Parce que Sidney Salkow n’est pas, loin s’en faut un auteur majeur. Réalisateur de la première adaptation du chef d’œuvre de Richard Matheson Je suis une légende (The Last Man of Earth, avec Vincent Price), aussi mauvaise que celles qui suivront, Salkow est même un tâcheron, dans le cas présent. Mauvais metteur en scène, incapable de concevoir un cadre ou d’appréhender un enchaînement de plans ou de scènes dynamique… On ne voit pas bien ce qu’on pourrait sauver dans ce petit western fauché qui semble interminable (alors qu’il ne dure qu’une heure dix montre en main) tant il manque de punch.

Dans un noir et blanc franchement laid et sans profondeur, Le Shérif de fer s’apparente moins aux séries B habituelles du genre dans les années 50, qu’à un mauvais téléfilm de l’époque. Les acteurs sont irréprochables (notamment Sterling Hayden, quoiqu’un peu raide), mais mal servi par le réalisateur qui semble ne pas savoir quoi leur demander.
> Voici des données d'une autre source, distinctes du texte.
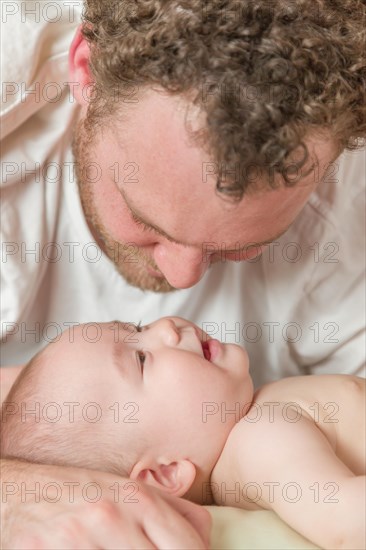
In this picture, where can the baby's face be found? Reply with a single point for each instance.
(167, 384)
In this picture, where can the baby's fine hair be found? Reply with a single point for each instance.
(28, 434)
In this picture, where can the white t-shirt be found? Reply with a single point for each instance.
(298, 309)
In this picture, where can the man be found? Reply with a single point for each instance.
(201, 132)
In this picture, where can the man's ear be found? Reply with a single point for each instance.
(175, 478)
(80, 77)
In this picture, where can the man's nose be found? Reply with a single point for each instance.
(182, 266)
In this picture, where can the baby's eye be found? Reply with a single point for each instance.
(141, 357)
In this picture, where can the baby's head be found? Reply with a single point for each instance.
(155, 403)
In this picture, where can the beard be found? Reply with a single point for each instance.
(129, 260)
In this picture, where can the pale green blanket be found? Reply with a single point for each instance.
(235, 529)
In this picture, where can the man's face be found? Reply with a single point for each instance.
(150, 199)
(168, 385)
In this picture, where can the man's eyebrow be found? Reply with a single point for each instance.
(139, 218)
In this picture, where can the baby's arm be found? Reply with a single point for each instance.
(290, 467)
(8, 375)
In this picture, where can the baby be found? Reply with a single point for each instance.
(168, 405)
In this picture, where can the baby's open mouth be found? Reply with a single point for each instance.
(206, 351)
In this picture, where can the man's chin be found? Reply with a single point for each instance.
(142, 279)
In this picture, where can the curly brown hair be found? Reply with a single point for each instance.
(265, 73)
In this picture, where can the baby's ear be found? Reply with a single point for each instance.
(175, 478)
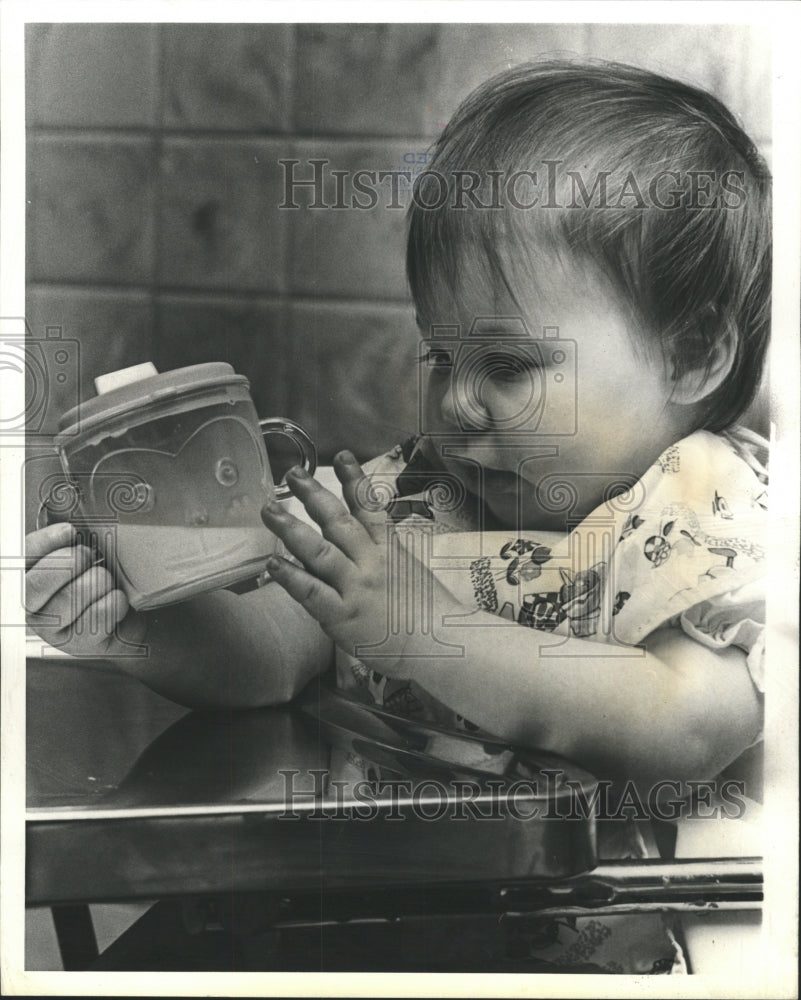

Inédit en salles en France, jamais diffusé à la télé, Le Shérif de fer est une curiosité. Rien de plus.

• L’éditeur Sidonis ferait-il les fonds de tiroir pour compléter sa collection Western de Légende ? Le Shérif de fer fait en tout cas partie de la dernière fournée de westerns, avec une qualité d’image très discutable. Et, en bonus, la présentation du film par un Patrick Brion qui se contente, gentiment, d’évoquer la carrière des acteurs et du réalisateur.